Saudi Energy Minister Prince Abdulaziz bin Salman said Riyadh “hopes to reach an agreement with OPEC+, which includes Russia.”
Speaking to the Financial Times, the minister said “politics should be kept away from OPEC+” (a group of 23 oil-exporting countries), and insisted that “the world should value” the alliance of oil producers.
Oil prices have reached their highest levels in a decade, and “OPEC +” is scheduled to end its quota applied since April 2020, within three months.
Prince Abdulaziz said it was too early to say what a new agreement might look like given the uncertainty in the market, but added that OPEC+ would increase production “if the demand is there.”
“With the chaos you see now, it’s too early to try to define (an agreement),” he said in the interview. “But what we do know is that what we have succeeded in providing is enough for people to say so far that there is merit, and there is value to being and working together.”

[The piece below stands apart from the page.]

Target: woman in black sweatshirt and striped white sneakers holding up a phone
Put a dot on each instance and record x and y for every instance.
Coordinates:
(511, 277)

OPEC + stuck to the 2020 agreement, under which alliance members raised total production each month by a modest amount of 430,000 barrels per day. But Russia’s production has fallen since the start of the Ukraine war, falling from about 11 million barrels a day in March to an average of 10 million barrels a day in April, according to data provider Oil-X.
Prince Abdulaziz blamed the price hike on lack of global refining capacity and taxes. He said, “The market determinant is the capacity of the refinery, and how to open it… At least during the past three years, the entire world has lost about 4 million barrels of refining capacity, 2.7 million of them since the beginning of Corona.”
He stressed that the “OPEC +” alliance will be necessary to make “orderly adjustments” in the future amid uncertainty over the coronavirus-induced shutdown in China, global growth and supply chains.
“To ease bottlenecks in production and refining capacity, governments should encourage industry to invest in hydrocarbons even as countries shift to cleaner energy sources,” he said.
This situation needs people to sit together, focus, and ignore the sham and the so-called political rationality… It is about trying to relate to the current reality and find solutions to it.”